Sunday, April 06, 2008

What's next for Wall Street?

Although I am sure there will be a continuous stream of negative news stories over the coming months, the question is what new, big, and significant events might transpire, or whether we in fact have made it though 75%, 80%, 90%, or even 95% of the really big bad news for the current "crisis."

We do know that there are waves of mortgage rate resets and foreclosures coming up in the coming months, but we do not know how many of them will get worked out and how many might blow up into new major events for Wall Street. My suspicion is that investors have already discounted mortgages far beyond the rate at which they will actually become problematic. Financial institutions may not have written off all of those revaluations, but I suspect that such write-downs will be "more of the same" rather than major new events that further weaken confidence in the financial system.

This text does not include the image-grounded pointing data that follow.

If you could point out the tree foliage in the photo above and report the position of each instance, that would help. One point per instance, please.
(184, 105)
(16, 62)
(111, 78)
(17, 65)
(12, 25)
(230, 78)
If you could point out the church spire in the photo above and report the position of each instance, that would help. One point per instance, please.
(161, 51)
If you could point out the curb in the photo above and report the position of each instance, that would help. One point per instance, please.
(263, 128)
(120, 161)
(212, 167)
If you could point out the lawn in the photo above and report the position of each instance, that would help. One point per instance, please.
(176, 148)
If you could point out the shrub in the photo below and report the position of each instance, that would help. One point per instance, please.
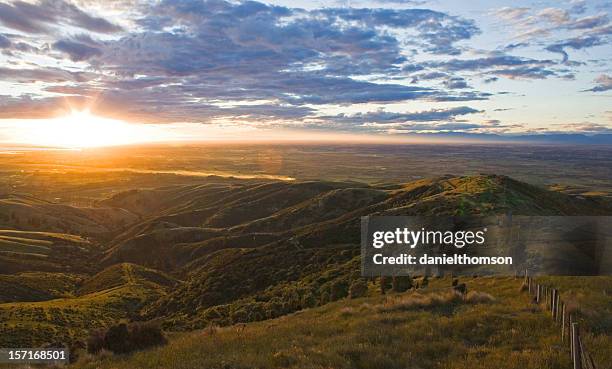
(309, 300)
(359, 288)
(339, 290)
(123, 338)
(401, 283)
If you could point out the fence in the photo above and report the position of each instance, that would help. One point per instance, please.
(570, 331)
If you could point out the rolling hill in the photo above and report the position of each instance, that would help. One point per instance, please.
(228, 251)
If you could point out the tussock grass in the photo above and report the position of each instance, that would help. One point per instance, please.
(408, 330)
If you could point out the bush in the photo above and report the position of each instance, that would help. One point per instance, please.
(123, 338)
(339, 290)
(359, 288)
(401, 283)
(385, 284)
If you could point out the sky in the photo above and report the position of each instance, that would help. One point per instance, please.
(388, 68)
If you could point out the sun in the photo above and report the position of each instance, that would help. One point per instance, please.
(81, 129)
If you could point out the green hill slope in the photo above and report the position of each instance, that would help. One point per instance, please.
(496, 327)
(117, 293)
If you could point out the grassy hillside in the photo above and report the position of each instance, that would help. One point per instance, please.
(37, 286)
(222, 252)
(115, 294)
(23, 251)
(25, 212)
(496, 327)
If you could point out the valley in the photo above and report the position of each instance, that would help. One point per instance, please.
(269, 262)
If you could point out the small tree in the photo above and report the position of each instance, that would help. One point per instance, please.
(358, 288)
(401, 283)
(385, 284)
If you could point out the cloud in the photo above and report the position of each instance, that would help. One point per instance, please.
(590, 22)
(554, 15)
(455, 83)
(5, 42)
(604, 83)
(587, 127)
(384, 117)
(77, 50)
(575, 43)
(28, 107)
(52, 75)
(501, 65)
(42, 16)
(512, 14)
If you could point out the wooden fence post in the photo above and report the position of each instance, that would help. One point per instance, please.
(576, 347)
(529, 285)
(563, 322)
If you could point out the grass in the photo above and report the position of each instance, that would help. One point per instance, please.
(124, 290)
(590, 300)
(497, 327)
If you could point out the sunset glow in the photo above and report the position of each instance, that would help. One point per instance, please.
(82, 130)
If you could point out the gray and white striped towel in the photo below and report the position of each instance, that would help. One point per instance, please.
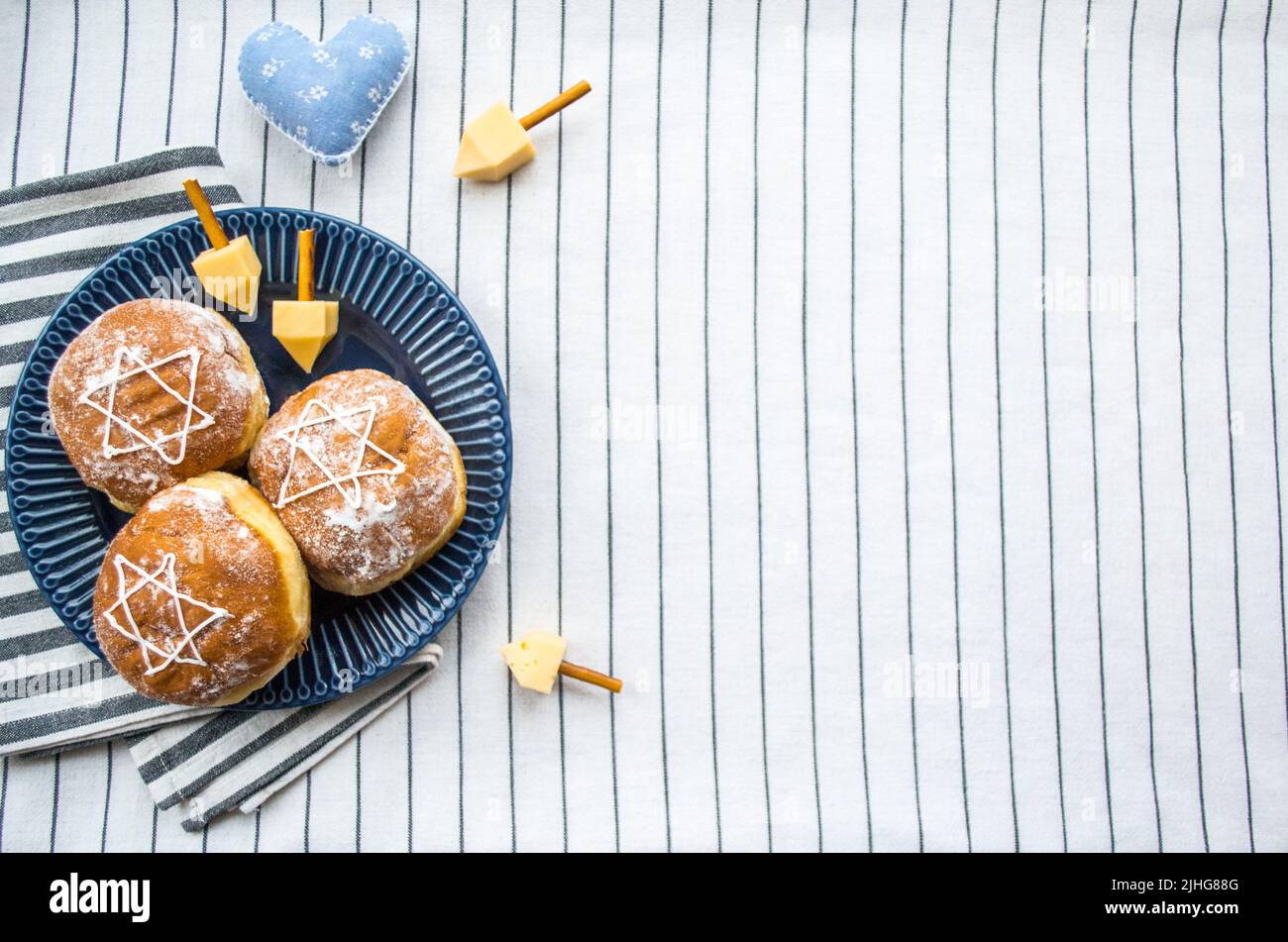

What else? What might be next?

Sure, you can hypothesize all manner of potential calamities, but the pace seems to have slowed.

Certainly the economic outlook is a big concern, but so many people have already assumed that we are already in a recession that the actuality is more likely to be less severe than the current anxiety.

What else?

Despite the so-called "credit crisis", a lot of people do seem to still be able to borrow a fair amount of money. 0% $0 down car loans and no-doc no-down mortgages may be gone, but that is here already, not something looming in the future.

We may actually seem to have finally reached the stage where financial reality has finally started to sink in.

I am sure that most of the bears will steadfastly claim that we are nowhere near a "bottom", but that is what they always say.